Judicial Scraper
LegalTech · AI for lawyers
Large-scale extraction of Brazilian court records — 23 million cases from four courts, built for a LegalTech AI platform.
Delivered in one month for a client training legal AI. No public court APIs — only manual portals with pagination, CAPTCHAs, and anti-bot defenses.
2024The client was building an AI assistant for lawyers and needed a massive dataset of court records — case numbers, parties, subjects, rulings, procedural history, and attached documents. This data lives on court websites with no public API: only manual queries, one case at a time, behind pagination, CAPTCHAs, and anti-bot measures. Collecting 23 million records by hand was not feasible.
We built a distributed, resilient scraping system that extracts court data at scale from the public portals of four Brazilian courts: TJSP (5 million cases), TJBA, TJRJ, and TRF3. Up to 12 parallel headless browser instances query OAB record ranges in parallel, persisting results in real time to SQLite so failures never lose progress. The pipeline also opens individual case pages to extract status, procedural history, rulings, and PDF attachments stored as BLOBs for direct ingestion by the client's AI stack.

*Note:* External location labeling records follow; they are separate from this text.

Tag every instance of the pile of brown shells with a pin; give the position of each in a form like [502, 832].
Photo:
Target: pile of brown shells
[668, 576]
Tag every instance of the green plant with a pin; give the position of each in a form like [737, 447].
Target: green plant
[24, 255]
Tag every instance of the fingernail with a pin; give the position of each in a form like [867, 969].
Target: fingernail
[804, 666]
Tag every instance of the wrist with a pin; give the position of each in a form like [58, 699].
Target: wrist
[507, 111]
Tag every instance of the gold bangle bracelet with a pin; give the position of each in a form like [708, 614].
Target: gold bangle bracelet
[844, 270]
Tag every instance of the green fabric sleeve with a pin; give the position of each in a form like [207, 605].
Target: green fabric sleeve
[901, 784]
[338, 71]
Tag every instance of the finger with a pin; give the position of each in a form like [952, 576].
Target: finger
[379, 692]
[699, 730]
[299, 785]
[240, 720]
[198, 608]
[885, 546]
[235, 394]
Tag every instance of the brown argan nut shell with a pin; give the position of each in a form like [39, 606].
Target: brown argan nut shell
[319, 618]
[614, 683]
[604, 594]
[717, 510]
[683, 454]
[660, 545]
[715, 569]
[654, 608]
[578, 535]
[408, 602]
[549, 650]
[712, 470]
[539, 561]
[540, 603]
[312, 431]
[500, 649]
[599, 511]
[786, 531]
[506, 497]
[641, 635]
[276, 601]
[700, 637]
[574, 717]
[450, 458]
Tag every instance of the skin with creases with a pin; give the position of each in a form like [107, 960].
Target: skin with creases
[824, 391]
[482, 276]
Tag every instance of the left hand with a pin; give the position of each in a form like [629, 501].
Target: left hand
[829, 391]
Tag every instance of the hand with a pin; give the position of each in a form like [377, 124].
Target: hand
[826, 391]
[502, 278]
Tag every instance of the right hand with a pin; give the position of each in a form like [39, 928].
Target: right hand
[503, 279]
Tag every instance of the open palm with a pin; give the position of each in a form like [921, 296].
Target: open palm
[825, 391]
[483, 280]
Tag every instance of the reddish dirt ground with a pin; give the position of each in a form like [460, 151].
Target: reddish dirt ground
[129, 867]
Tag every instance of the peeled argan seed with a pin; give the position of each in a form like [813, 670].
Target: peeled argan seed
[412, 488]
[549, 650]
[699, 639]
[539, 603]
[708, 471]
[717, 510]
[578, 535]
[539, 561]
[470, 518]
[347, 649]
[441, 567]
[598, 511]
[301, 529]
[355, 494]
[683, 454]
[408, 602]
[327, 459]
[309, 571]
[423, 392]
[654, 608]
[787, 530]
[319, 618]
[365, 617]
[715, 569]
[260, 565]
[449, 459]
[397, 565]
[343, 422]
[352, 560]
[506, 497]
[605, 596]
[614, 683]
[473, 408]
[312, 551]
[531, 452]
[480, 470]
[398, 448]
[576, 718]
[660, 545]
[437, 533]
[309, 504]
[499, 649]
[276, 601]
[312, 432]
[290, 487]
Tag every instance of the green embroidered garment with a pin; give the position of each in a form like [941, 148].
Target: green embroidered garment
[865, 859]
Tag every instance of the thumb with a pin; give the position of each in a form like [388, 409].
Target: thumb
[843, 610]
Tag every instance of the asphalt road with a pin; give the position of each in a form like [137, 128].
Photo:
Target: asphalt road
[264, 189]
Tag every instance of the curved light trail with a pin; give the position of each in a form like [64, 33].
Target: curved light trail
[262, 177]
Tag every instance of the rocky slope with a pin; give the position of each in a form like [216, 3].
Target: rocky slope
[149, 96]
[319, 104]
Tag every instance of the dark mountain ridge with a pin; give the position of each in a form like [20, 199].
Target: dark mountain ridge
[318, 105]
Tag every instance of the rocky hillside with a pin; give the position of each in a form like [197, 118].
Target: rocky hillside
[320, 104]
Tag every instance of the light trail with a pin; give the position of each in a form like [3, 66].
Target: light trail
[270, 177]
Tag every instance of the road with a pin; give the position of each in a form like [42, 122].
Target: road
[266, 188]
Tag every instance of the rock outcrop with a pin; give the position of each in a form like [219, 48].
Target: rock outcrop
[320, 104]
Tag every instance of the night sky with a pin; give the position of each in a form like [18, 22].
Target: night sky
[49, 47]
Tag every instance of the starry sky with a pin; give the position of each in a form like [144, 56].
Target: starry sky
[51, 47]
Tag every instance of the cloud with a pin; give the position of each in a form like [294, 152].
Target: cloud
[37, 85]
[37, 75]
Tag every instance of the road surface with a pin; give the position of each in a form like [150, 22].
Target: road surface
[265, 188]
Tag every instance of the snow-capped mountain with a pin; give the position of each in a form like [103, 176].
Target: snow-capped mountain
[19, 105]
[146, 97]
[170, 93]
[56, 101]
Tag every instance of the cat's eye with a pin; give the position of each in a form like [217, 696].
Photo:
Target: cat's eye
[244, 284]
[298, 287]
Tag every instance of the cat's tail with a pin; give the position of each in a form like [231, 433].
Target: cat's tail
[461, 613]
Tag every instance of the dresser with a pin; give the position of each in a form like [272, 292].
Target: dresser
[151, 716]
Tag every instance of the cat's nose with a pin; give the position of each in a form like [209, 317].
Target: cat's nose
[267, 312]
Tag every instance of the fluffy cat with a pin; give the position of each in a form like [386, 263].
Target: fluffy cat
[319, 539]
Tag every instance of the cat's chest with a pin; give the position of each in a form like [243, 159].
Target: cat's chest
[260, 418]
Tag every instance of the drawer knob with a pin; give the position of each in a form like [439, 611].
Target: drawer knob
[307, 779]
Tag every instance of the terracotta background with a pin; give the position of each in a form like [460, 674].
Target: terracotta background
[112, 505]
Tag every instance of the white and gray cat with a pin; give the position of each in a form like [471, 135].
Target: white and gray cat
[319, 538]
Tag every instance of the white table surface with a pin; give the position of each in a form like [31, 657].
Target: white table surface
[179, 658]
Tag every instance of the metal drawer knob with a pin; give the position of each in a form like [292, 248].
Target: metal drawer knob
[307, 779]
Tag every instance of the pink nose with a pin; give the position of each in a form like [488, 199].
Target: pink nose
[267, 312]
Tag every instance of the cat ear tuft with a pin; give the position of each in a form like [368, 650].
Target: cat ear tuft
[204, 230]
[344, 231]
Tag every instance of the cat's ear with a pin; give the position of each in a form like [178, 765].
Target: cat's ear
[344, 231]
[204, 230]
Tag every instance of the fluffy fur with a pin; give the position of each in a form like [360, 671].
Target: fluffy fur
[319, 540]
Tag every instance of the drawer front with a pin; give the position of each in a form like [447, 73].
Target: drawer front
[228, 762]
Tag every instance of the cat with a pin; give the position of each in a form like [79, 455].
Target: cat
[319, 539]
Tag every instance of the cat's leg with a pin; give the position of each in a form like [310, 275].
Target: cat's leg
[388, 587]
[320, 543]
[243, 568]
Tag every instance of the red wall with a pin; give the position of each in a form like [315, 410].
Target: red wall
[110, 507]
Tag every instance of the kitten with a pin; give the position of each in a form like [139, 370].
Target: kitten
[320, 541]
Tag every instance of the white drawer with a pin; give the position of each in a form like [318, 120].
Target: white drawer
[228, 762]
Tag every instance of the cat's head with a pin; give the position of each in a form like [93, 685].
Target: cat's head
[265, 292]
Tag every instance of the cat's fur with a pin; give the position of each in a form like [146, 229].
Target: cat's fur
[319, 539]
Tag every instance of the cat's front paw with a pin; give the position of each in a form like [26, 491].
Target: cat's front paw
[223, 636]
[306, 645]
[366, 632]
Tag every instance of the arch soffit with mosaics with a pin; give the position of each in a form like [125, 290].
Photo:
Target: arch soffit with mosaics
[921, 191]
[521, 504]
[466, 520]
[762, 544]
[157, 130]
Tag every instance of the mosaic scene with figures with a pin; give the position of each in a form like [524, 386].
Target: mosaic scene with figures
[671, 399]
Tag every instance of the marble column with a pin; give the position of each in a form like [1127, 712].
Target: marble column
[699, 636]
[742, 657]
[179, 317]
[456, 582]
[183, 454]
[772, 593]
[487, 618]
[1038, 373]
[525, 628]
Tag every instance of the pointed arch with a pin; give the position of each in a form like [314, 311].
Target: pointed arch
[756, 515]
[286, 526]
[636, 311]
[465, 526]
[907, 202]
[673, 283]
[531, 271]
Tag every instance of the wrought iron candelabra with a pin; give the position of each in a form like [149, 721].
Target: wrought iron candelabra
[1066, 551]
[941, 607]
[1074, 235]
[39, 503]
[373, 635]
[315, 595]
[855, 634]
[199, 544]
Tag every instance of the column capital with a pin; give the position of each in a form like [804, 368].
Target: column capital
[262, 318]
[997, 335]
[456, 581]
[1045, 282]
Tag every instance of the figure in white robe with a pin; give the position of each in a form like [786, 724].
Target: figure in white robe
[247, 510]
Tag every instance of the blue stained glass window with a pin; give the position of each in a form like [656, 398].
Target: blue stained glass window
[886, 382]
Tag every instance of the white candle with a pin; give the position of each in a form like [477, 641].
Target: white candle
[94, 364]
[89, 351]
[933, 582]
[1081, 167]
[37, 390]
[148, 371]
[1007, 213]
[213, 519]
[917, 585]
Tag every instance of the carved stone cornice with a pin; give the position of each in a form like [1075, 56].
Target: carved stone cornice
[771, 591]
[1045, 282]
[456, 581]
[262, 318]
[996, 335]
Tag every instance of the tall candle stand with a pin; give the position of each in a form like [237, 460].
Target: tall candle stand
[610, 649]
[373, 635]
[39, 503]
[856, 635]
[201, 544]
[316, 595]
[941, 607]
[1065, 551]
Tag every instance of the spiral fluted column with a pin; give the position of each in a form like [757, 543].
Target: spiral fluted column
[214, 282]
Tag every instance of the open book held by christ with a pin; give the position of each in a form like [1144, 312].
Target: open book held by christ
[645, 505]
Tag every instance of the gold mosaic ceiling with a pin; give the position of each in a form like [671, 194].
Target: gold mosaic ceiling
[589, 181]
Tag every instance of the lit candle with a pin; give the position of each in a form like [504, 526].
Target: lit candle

- 23 million structured court cases across TJSP, TJBA, TJRJ, and TRF3
- Automatic audio CAPTCHA solving without external services
- PDF documents stored for offline and AI pipeline ingestion
- Parallel headless browser farm with real-time SQLite checkpoints
Parallel collection without data loss
The system runs multiple simultaneous threads, each querying different OAB ranges. Results flush to SQLite continuously so a crashed worker or blocked session does not wipe hours of progress.
Audio CAPTCHA cracking with ML
TJRJ uses audio CAPTCHAs — five spoken digits. We built an in-house decoder: amplitude envelope segmentation, MFCC feature extraction per digit, and cosine-similarity classification against a labeled sample bank — no paid third-party CAPTCHA APIs.
Verdict and document extraction
Beyond metadata, crawlers navigate into each case to pull status, procedural history, and attached PDFs (petitions, decisions, sentences), stored as BLOBs in per-case databases for offline querying and AI ingestion.
Four court portals, one pipeline
Each court portal has different HTML flows and defenses. The architecture isolates court-specific adapters while sharing persistence, CAPTCHA, and document-download primitives.